Detenuto minorenne e preclusioni penitenziarie: sentenza Corte Costituzionale n. 263/2019

La Corte Costituzionale, con sentenza n. 263 del 6 dicembre 2019, ha dichiarato costituzionalmente illegittimo l’art. 2, co. 3, D.lgs. 121/2018, che disciplina l’esecuzione delle pene nei confronti di condannati minorenni, nella parte in cui ammette la concessione dei benefici penitenziari per alcune tipologie di reati solo in caso di collaborazione con la giustizia, così come previsto per gli adulti. A cura di Federica Tartara

Cosa c'è da sapere

L’art. 2, co. 3, D.lgs 121/2018, subordinava la concessione dei benefici penitenziari (collocamento in comunità, permessi premio e lavoro esterno) del minore condannato per uno dei reati ostativi previsti dall’art. 4 bis, ord. pen., alla rescissione dei legami con l’organizzazione criminale di appartenenza e alla collaborazione con la giustizia.
In sostanza veniva equiparata la situazione del soggetto minorenne a quella dell’adulto, in evidente violazione sia della legge delega sia, soprattutto, di alcuni principi cardine della Costituzione.
In primo luogo, appariva violato l’art. 76 della Costituzione in ragione del fatto che l’obiettivo della legge delega era quello di eliminare ogni automatismo nella concessione dei benefici penitenziari e di ampliare i criteri di accesso alle misure alternative alla detenzione per i soggetti di minore età.
In secondo luogo, la norma risultava in contrasto con agli artt. 2, 3, 27 e 31 della Costituzione in quanto introduceva l’automatismo nella mancata concessione dei benefici, creando una presunzione di pericolosità del soggetto minore, derivante unicamente dal titolo di reato commesso e che impediva all’organo competente di svolgere una valutazione individuale.
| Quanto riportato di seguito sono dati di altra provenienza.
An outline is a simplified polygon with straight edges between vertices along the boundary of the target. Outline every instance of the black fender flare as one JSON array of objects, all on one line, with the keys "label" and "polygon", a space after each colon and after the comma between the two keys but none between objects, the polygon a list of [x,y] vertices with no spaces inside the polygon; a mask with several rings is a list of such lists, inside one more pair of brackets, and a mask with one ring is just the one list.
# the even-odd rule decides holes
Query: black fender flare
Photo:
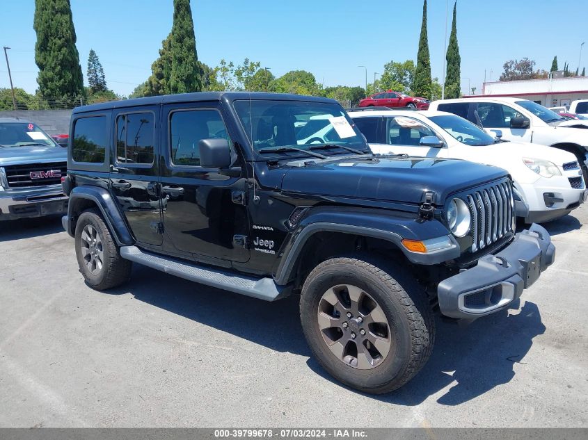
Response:
[{"label": "black fender flare", "polygon": [[[287,284],[296,270],[296,263],[305,244],[313,234],[321,231],[342,232],[386,240],[401,250],[411,262],[433,265],[457,258],[460,255],[457,241],[437,220],[424,220],[416,213],[349,209],[320,207],[311,209],[290,234],[282,247],[283,255],[274,276],[276,284]],[[404,238],[427,240],[449,236],[453,246],[447,250],[419,254],[406,250],[402,244]]]},{"label": "black fender flare", "polygon": [[119,246],[134,245],[135,241],[131,234],[125,218],[118,209],[111,193],[99,186],[77,186],[70,193],[67,216],[63,220],[63,226],[70,236],[74,236],[73,221],[79,213],[77,212],[77,200],[86,199],[94,202],[104,219],[111,233]]}]

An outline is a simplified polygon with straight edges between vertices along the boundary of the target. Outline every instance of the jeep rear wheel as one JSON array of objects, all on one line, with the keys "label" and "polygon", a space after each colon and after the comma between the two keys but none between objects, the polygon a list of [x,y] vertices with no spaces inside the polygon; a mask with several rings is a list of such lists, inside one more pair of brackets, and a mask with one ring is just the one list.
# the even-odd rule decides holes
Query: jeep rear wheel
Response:
[{"label": "jeep rear wheel", "polygon": [[97,211],[86,211],[78,218],[75,247],[79,271],[91,287],[106,290],[129,279],[132,263],[120,256],[119,248]]},{"label": "jeep rear wheel", "polygon": [[308,275],[300,300],[304,334],[318,361],[337,380],[375,394],[414,377],[429,359],[435,333],[423,289],[383,267],[354,258],[327,260]]}]

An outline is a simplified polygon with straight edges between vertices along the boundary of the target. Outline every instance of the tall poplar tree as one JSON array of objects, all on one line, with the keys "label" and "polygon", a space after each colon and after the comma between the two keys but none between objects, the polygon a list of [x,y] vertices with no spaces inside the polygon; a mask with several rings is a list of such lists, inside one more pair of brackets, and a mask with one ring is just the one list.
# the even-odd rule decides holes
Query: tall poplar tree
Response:
[{"label": "tall poplar tree", "polygon": [[422,24],[418,42],[417,68],[415,72],[415,95],[430,99],[431,95],[431,57],[429,54],[429,40],[427,36],[427,0],[422,5]]},{"label": "tall poplar tree", "polygon": [[173,25],[151,67],[147,95],[171,95],[202,90],[190,0],[174,0]]},{"label": "tall poplar tree", "polygon": [[445,98],[459,98],[461,95],[461,57],[459,56],[459,46],[457,43],[457,1],[453,6],[453,24],[451,26],[446,58],[447,72],[445,76]]},{"label": "tall poplar tree", "polygon": [[33,27],[37,33],[35,62],[41,96],[50,104],[82,96],[84,77],[70,0],[35,0]]}]

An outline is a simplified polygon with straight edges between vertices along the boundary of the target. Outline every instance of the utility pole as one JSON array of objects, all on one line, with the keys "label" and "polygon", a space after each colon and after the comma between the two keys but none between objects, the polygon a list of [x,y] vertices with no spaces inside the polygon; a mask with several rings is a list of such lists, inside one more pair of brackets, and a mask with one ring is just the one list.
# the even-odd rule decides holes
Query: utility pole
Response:
[{"label": "utility pole", "polygon": [[367,97],[367,67],[365,66],[358,66],[358,67],[363,67],[365,69],[365,97]]},{"label": "utility pole", "polygon": [[445,43],[443,44],[443,83],[441,85],[441,99],[445,99],[445,76],[447,72],[447,18],[449,17],[449,0],[445,3]]},{"label": "utility pole", "polygon": [[[582,43],[582,44],[584,43]],[[6,67],[8,67],[8,78],[10,80],[10,92],[13,93],[13,106],[15,108],[15,111],[16,111],[16,98],[15,98],[15,88],[13,85],[13,76],[10,74],[10,64],[8,63],[8,54],[6,52],[10,47],[7,47],[4,46],[4,56],[6,57]]]}]

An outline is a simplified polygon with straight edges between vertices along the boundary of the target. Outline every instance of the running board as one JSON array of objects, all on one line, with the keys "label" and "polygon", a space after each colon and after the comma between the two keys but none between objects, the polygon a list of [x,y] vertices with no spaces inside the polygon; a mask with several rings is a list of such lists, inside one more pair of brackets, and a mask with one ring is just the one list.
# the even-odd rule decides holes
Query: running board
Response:
[{"label": "running board", "polygon": [[122,246],[120,256],[180,278],[260,300],[275,301],[289,294],[289,289],[277,285],[272,278],[254,278],[198,266],[180,260],[149,254],[136,246]]}]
La norma in esame contrastava anche con le garanzie processuali per i minorenni indagati o imputati riconosciute a livello comunitario, atteso che la direttiva 2016/800/UE, agli articoli 7, 10 e 11, disciplina la necessità di una valutazione individuale circa la condotta del singolo minorenne, favorendo l’applicazione delle misure extramurarie. Inoltre, la norma appariva in contrasto anche con l’art. 49, par. 3, della Carta dei diritti fondamentali dell’Unione Europea (c.d. Carta di Nizza) che stabilisce il rispetto del principio di proporzionalità delle pene in relazione al fatto commesso e di flessibilità del trattamento sanzionatorio.
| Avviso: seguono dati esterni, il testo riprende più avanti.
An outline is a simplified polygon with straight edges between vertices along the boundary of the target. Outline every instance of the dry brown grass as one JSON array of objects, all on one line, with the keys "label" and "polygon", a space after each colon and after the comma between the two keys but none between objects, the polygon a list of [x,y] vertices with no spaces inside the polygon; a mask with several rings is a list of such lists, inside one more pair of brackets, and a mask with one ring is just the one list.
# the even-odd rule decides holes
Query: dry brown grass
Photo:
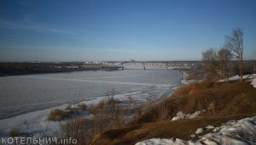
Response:
[{"label": "dry brown grass", "polygon": [[223,122],[237,118],[200,118],[195,120],[180,120],[177,121],[158,121],[139,124],[122,129],[110,130],[96,137],[90,145],[131,145],[137,142],[152,137],[181,138],[190,140],[190,135],[195,134],[196,129],[208,125],[219,126]]},{"label": "dry brown grass", "polygon": [[[194,83],[178,88],[171,98],[148,109],[129,126],[104,131],[90,144],[134,144],[152,137],[189,140],[199,127],[256,115],[256,89],[249,81]],[[206,111],[196,119],[170,120],[178,111],[191,114],[201,109]]]},{"label": "dry brown grass", "polygon": [[[206,85],[207,84],[207,85]],[[152,106],[133,123],[154,122],[161,120],[161,109],[169,119],[178,111],[194,113],[205,109],[205,116],[238,116],[256,114],[256,89],[249,81],[226,83],[201,82],[178,88],[171,98]]]},{"label": "dry brown grass", "polygon": [[55,109],[50,111],[49,114],[48,115],[48,120],[53,120],[53,121],[56,121],[56,120],[63,120],[65,118],[67,118],[68,116],[68,113],[59,109]]}]

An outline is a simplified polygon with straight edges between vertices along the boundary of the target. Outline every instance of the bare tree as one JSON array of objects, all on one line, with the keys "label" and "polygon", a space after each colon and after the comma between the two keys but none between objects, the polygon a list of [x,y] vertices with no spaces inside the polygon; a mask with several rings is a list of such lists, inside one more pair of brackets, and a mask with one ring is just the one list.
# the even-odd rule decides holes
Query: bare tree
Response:
[{"label": "bare tree", "polygon": [[215,49],[210,48],[202,53],[202,61],[204,61],[205,70],[210,73],[210,76],[213,78],[217,75],[218,68],[218,53]]},{"label": "bare tree", "polygon": [[234,29],[232,35],[227,36],[225,47],[230,48],[234,56],[238,59],[240,80],[242,81],[243,32],[241,28]]},{"label": "bare tree", "polygon": [[221,48],[218,51],[218,68],[220,70],[220,75],[222,79],[226,80],[229,83],[229,69],[230,60],[232,57],[232,53],[230,49]]}]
Per queste ragioni, la Corte Costituzionale in data 6 dicembre 2019, con la sentenza n. 263/2019, ha dichiarato l’illegittimità dell’art. 2, co. 3, D.lgs 121/2018, affermando che i minorenni condannati per uno dei reati ostativi possono accedere ai benefici penitenziari anche se non hanno prestato alcuna collaborazione con la giustizia, rimettendo ogni valutazione concreta al Tribunale di Sorveglianza competente.